In a world where Hillary’s most damning albatross has always been her middling likeability ratings, this is the first in what has to be assumed many manufactured moments designed to make her appear normal, a designation that Hillary has never been able to wear.

She is, they say, just like us.

She goes to Chipotle and gets a burrito bowl.

Look at that. She’s wearing sunglasses. Doesn’t even want the attention.

But she isn’t like us. She doesn’t just go to Chipotle and get a burrito bowl. And sure, she may wear sunglasses, but never, ever be fooled. Hillary wants that attention. She needs that attention.

And look at the location. Toledo. Meaning, Ohio. Meaning swing-state. And a Chipotle. Not a Wendy’s or a Burger King or, shudder, one of the McDonald’s Bubba used to visit back in the day.

It’s the very symbol of the fast casual dining movement that’s changing the way service restaurants handle business in America. An up and coming behemoth that’s wrestling control from those old and tired brands and redefining the way we eat.

If we wanted to be more cynical, and I assume we do, it’s a Mexican restaurant that, in a presidential election which will, most certainly, hinge on the burgeoning Hispanic vote, might have been chosen with the electoral map in mind.

Sure, it sounds pessimistic, but consider the source. These are the Clintons, a well-oiled political machine that hasn’t been able to leave any stone unturned in their continual dominance of Left Wing politics and causes. This is the same tandem that made sure to bring Julian Castro, rising star of the Democrats and current head of HUD, into their fold well before he could consider starting his own campaign and sequeling Obama’s rise. News outlets are already flooded with rumors of a possible Clinton/Castro ticket and hearsay has it that that is as sure of a thing as you can get.

That’s what Hillary likes. A sure thing. It’s why she’s as calculated as any politician who’s ever walked into the arena. She has the talent, the intelligence, and the drive; it’s in the actual campaigning where she hurts herself. With so much as a cursory glance at John Heilemann and Mark Halperin’s 2008 Election narrative Game Change, a political observer can soon discern that Barack Obama didn’t win the ’08 Primary, Hillary lost it.

And the reason?

Because she couldn’t leave well enough alone and simply concentrate on campaigning.

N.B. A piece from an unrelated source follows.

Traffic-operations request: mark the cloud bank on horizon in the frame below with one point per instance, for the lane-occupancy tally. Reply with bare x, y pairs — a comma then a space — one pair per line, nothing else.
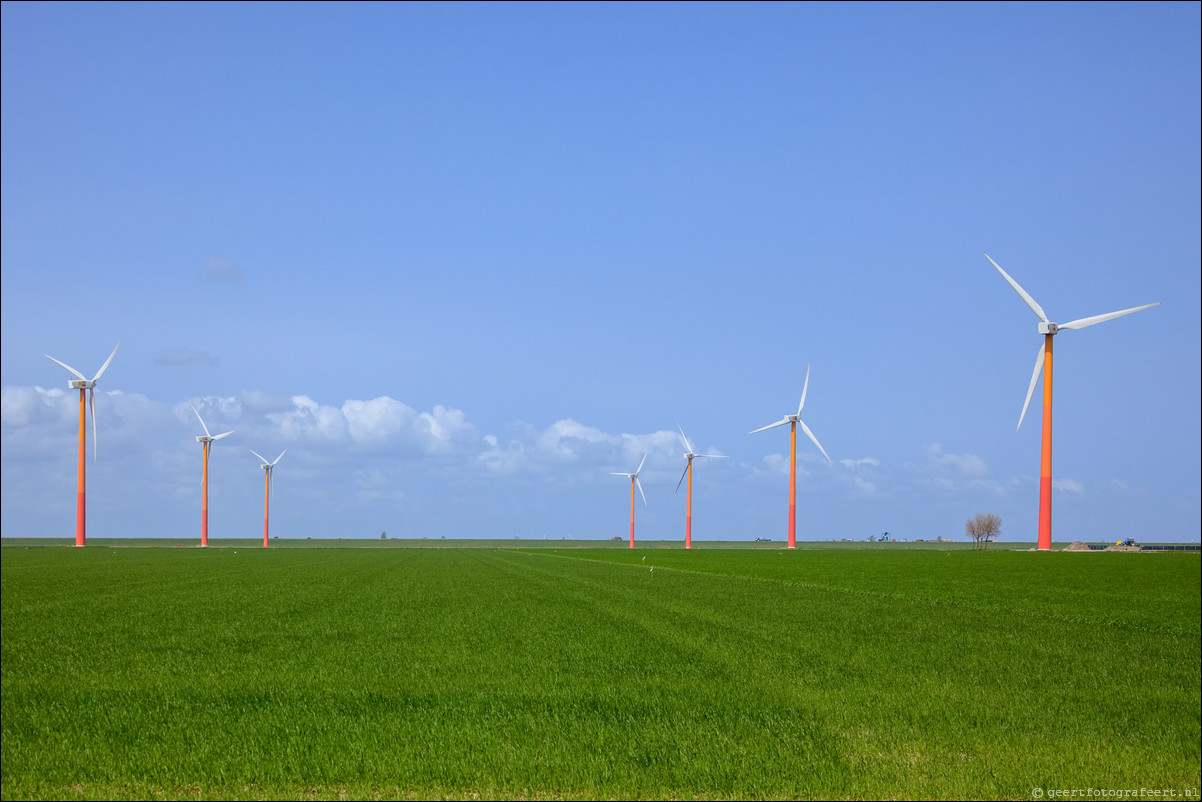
463, 261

Throughout the book Hillary and Bill – Clinton-Land as they’re called – are so flustered with every minute happening that they nearly steer the campaign into a ditch before gaining their steam and making a run of it. But the damage was done by the time Obama won the Iowa Primary. His conflagration should’ve been stomped out in the streets of Des Moines and in the backrooms and bingo halls of Ames. The fact that it wasn’t reveals the real flaw of Hillary As Candidate: she refuses to let the campaign come to her.

If the “Chipotle Incident,” as Reince Priebus and the other idiots are calling it, tells us anything, it’s that this race is Hillary’s to win and it’s up to her whether she takes what she’s fought so hard for or if she lets another upstart pass her by. The trip through Toledo and the stealth visit to the trendy eatery were a masterful piece of viral marketing. Hell, it probably got her campaign contributions from the CEO of the company to boot, if she didn’t have them already, and in the process she planted the seed in plenty of voters’ heads.

Hey, she’s just like me.

Sure she is.

Now, if she can just manage to keep on those sunglasses.